UK regulator sets out guidance on LGBTQ+ corporate disclosures

LONDON (Reuters) - Companies should set clear policies and targets to nurture their next generation of LGBTQ+ leaders and diversify the workforce, Britain’s corporate governance regulator said on Wednesday.

FILE PHOTO: LGBT flags and decorations hang at the Manchester Pride festival in Manchester, Britain August 25, 2019. REUTERS/Peter Powell

The Financial Reporting Council (FRC) enforces Britain’s corporate governance code and set out what it describes as the first recommendations by a regulator on disclosing diversity policies for lesbian, gay, bisexual, transgender, queer or questioning staff.

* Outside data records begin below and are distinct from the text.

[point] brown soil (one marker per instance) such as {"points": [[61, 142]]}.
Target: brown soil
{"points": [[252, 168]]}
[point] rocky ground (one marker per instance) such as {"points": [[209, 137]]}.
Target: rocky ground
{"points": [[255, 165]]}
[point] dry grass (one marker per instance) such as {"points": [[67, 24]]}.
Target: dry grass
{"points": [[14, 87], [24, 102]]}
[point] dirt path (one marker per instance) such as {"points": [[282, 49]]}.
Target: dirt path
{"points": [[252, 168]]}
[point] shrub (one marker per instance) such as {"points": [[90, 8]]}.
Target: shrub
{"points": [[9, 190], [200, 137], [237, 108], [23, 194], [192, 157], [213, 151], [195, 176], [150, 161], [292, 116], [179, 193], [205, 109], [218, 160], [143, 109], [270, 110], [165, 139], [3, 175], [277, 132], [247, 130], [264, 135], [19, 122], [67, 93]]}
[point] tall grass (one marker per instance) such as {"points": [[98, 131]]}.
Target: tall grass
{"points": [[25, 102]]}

Listed companies in Britain must say if they comply or choose to ignore any part of the FRC code that covers all aspects of how companies should be run.

Last year the code introduced more comprehensive reporting on diversity and the FRC report published on Wednesday sets out how companies could flesh out disclosures under the code in relation to LGBTQ+ policies.

“To drive change, companies should regularly capture and transparently report the experiences of LGBTQ+ employees,” the FRC said in a statement.

Open businesses create stronger growth across global markets, generate higher levels of profitability, and attract and retain the best talent, FRC CEO Jon Thompson said.

“In other words, a lack of inclusivity is a huge risk to business,” he said.

The FRC report recommends that companies develop policies and procedures that protect staff from discrimination and globally offer benefits like parental and care for dependents leave regardless of sexual orientation and gender.

Companies could avoid “diversity fatigue” by designing and developing targets and training, and show visible evidence they are “walking the walk” by collecting, tracking and reporting employee data over time, the FRC report said.

Officials from Goldman Sachs and Lloyds bank to Walt Disney and Amazon were interviewed for the report on how they dealt with LGBTQ+ issues at work.